Practice Free DVA-C02 Exam Online Questions
An ecommerce company is using an AWS Lambda function behind Amazon API Gateway as its application tier. To process orders during checkout, the application calls a POST API from the frontend. The POST API invokes the Lambda function asynchronously. In rare situations, the application has not processed orders. The Lambda application logs show no errors or failures.
What should a developer do to solve this problem?
- A . Inspect the frontend logs for API failures. Call the POST API manually by using the requests from the log file.
- B . Create and inspect the Lambda dead-letter queue. Troubleshoot the failed functions. Reprocess the events.
- C . Inspect the Lambda logs in Amazon CloudWatch for possible errors. Fix the errors.
- D . Make sure that caching is disabled for the POST API in API Gateway.
B
Explanation:
The solution that will solve this problem is to create and inspect the Lambda dead-letter queue. Troubleshoot the failed functions. Reprocess the events. This way, the developer can identify and fix any issues that caused the Lambda function to fail when invoked asynchronously by API Gateway. The developer can also reprocess any orders that were not processed due to failures. The other options either do not address the root cause of the problem, or do not help recover from failures.
Reference: Asynchronous invocation
A company’s development team uses an SSH key pair to copy files among a large fleet of development servers. The SSH key pair has been compromised. A developer has generated a replacement key pair. The company has deployed the AWS Systems Manager Agent (SSM Agent) and the Amazon CloudWatch agent on all of the development servers.
The developer needs a solution to distribute the new key to all the Linux servers.
Which solution will meet these requirements in the MOST operationally efficient way?
- A . Create an Amazon S3 bucket. Store the public key in the root of the S3 bucket. Log in to each server. Copy the private key from the S3 bucket to the appropriate directory of each server.
- B . Create an Amazon S3 bucket. Store the public key in the root of the S3 bucket. Create a script to copy the private key from the S3 bucket to the appropriate directory of each server. Use Systems Manager Run Command to run the script on all Linux servers.
- C . Upload the new SSH key pair to AWS Secrets Manager as a new secret. Grant the team members permissions to download the secret into the appropriate directory of each server.
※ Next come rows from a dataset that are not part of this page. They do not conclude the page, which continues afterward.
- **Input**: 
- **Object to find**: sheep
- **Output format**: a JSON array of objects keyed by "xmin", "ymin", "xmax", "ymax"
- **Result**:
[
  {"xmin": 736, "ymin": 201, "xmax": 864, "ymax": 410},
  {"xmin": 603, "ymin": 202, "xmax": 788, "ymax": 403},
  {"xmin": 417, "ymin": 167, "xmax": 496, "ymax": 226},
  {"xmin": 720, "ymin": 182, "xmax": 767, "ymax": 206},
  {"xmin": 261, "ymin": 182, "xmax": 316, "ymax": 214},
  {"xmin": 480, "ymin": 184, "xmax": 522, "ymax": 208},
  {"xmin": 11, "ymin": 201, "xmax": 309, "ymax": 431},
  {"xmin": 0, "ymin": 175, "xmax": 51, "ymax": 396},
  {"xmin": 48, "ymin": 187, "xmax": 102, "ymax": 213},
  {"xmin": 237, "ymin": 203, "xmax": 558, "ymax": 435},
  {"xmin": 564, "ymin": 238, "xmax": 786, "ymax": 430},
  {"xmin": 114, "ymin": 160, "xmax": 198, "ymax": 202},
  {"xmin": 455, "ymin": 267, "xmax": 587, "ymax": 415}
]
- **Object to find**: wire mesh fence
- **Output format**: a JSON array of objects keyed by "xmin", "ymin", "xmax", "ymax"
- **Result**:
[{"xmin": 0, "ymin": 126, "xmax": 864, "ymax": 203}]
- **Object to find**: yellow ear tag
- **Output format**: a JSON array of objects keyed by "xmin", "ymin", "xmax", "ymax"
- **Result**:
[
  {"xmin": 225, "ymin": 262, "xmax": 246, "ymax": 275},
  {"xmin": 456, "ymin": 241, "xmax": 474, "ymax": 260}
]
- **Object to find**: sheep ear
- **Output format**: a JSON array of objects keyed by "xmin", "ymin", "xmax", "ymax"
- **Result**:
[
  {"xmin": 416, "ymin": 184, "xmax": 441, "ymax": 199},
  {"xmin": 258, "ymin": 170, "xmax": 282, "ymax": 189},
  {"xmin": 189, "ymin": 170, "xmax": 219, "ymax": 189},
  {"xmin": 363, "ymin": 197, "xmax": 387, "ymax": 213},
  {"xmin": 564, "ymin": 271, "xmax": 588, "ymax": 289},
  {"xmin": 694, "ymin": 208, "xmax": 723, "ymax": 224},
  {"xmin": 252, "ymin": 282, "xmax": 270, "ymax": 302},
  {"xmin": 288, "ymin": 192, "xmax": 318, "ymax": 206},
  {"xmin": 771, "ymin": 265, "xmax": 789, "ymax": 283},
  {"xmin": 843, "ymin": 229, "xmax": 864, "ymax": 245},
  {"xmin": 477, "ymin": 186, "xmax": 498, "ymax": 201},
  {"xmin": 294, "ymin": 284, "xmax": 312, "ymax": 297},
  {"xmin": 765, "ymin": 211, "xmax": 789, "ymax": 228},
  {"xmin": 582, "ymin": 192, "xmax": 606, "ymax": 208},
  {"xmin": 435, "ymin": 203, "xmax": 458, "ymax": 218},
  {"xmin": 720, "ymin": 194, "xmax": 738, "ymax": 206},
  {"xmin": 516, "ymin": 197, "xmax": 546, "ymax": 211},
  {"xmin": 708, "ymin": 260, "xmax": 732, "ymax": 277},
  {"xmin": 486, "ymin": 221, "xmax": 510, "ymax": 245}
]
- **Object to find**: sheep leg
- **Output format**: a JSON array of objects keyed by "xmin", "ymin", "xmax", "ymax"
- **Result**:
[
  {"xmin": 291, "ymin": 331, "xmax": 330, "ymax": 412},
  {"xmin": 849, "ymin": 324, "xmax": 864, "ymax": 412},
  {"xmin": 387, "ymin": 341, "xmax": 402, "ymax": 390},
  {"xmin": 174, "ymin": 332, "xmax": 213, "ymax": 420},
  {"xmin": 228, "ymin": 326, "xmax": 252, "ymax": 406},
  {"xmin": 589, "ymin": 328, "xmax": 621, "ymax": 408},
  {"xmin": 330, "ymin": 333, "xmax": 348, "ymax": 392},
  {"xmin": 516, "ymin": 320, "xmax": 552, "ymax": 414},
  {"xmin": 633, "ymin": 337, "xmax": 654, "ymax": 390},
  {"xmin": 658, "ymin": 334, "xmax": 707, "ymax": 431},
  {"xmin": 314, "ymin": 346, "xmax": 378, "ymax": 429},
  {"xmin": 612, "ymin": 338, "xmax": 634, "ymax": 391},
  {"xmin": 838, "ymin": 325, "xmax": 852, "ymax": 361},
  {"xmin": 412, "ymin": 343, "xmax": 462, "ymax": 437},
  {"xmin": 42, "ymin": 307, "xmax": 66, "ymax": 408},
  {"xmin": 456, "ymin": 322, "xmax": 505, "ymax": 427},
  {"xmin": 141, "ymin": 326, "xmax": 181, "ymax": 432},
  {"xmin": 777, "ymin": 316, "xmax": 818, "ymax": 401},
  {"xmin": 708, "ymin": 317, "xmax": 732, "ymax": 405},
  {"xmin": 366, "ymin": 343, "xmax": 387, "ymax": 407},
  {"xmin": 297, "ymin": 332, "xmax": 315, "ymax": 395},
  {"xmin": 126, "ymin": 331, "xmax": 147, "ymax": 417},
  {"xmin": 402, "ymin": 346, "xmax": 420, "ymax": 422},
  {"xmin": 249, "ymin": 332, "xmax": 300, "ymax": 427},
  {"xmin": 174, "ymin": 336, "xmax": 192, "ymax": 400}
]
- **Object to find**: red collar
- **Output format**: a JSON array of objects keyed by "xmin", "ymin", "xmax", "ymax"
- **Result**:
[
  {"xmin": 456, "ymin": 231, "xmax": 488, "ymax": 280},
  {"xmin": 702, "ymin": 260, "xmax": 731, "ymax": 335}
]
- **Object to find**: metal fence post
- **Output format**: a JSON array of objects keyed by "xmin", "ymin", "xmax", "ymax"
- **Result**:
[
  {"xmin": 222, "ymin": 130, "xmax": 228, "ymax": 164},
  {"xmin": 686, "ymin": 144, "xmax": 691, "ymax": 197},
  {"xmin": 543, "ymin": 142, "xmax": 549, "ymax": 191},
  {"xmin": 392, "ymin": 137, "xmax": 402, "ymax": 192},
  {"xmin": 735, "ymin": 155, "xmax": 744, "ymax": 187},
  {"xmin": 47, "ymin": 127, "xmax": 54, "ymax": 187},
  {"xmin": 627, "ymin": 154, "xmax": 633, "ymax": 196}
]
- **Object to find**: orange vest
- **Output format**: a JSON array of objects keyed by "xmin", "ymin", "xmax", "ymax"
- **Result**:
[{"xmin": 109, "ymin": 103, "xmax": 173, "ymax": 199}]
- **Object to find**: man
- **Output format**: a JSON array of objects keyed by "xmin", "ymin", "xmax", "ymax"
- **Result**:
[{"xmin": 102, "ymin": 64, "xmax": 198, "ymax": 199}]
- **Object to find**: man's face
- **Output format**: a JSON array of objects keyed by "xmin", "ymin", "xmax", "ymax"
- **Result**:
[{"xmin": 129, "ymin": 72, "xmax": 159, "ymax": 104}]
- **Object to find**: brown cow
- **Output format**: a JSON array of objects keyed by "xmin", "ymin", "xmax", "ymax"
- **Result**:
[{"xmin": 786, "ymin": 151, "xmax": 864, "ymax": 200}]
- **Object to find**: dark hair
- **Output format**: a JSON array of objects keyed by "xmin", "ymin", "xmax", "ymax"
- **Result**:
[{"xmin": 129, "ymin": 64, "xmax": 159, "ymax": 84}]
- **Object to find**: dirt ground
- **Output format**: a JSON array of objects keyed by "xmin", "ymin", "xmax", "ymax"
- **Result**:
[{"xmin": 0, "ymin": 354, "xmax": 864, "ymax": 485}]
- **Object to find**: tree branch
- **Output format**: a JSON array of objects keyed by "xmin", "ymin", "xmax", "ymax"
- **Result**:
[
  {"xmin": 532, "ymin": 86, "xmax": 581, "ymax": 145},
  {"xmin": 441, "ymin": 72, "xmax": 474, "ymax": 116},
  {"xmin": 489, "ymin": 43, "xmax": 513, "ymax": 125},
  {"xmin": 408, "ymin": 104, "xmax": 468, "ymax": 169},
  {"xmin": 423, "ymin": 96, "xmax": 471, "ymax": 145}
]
- D . Upload the new SSH key pair to AWS Systems Manager Parameter Store. Make each key a new parameter. Grant the team members permissions to download the parameters into the appropriate directory of each server.
B
Explanation:
The company already has SSM Agent deployed on all servers, which enables centralized, scalable fleet operations without logging in to each instance. The most operationally efficient solution is to automate key distribution using Systems Manager Run Command, executing a script across the entire fleet (or a targeted subset) in one action.
Option B uses S3 as a simple distribution source and Run Command to perform the update at scale. The developer can store the required key material in a controlled S3 location and write a script that places the key in the correct filesystem path (with correct permissions/ownership), updates authorized_keys if needed, and restarts any services if required. Run Command can target instances by tags, resource groups, or instance IDs and provides execution logging and status.
Option A is not operationally efficient because it requires logging into each server manually.
Option C and D push the distribution burden to humans (“grant team members permissions to download”), which is error-prone, slow, and not scalable. Also, distributing private keys broadly to individuals increases risk.